On other energy issues, O’Malley said he opposes the Keystone XL pipeline project from Canada to the Gulf of Mexico, as well as new oil drilling off the Atlantic Coast.
Not surprisingly, O’Malley praised the work of SIRE and Iowa’s other ethanol plants during his visit.
“You guys are doing exciting things,” he told plant officials during a tour there Thursday. “You guys are leading the way.”
Among other capabilities, SIRE turns corn into ethanol, a fuel octane, the company’s president told O’Malley.
“We’re the cheapest octane, ethanol,” Brian Cahill said. “Consumers are able to buy gasoline at a lower price. It has a lot of support. Even NASCAR is promoting ethanol.”
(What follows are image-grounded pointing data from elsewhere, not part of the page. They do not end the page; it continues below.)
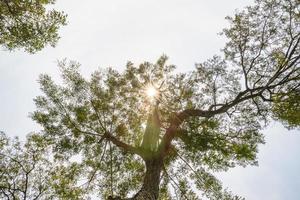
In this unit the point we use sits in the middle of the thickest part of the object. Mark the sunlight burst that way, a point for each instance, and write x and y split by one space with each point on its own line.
151 91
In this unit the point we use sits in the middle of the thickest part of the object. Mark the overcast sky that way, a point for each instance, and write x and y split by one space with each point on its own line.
109 33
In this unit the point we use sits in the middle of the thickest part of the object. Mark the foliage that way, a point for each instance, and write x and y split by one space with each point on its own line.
29 24
207 120
23 168
287 109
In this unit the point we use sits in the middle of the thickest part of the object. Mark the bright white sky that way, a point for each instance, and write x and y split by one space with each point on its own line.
109 33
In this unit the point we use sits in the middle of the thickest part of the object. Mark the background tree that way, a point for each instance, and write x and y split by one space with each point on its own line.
139 131
26 172
29 24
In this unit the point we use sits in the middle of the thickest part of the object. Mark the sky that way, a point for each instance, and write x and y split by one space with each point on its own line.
110 33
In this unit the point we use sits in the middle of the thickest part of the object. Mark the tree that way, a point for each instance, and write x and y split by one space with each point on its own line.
23 169
27 172
29 24
151 132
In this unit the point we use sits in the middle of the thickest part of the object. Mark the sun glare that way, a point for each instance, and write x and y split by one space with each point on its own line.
151 91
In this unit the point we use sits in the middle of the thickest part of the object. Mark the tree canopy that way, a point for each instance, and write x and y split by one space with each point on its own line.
29 24
150 132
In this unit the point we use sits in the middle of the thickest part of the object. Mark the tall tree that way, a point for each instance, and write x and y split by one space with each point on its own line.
27 171
29 24
157 133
Cahill also told O’Malley about jobs created within the ethanol industry.
“Our facility has 62 full-time employees and we’re not seasonal either,” Cahill said. “In fact, in Iowa there are 42 ethanol plants employing 2,000 people.”
Thousands of other jobs rely on this industry, said Cahill, including farmers, truckers, railroad employees and construction workers.
There has been concern since the Environmental Protection Agency proposed lowering the country’s ethanol-use mandates for this year and next, Cahill said.
Instead of 15 billion gallons of ethanol annual production, the EPA has proposed standard targets of 13.4 billion gallons.
“There’s political pressure from petroleum and oil companies,” Cahill said. “These companies don’t want to give up more market share. It’s another obstacle for this industry to overcome.”
O’Malley sided with Cahill’s concern.
“We should seek standards that move up,” he said. “I think we should avoid lowering standards.”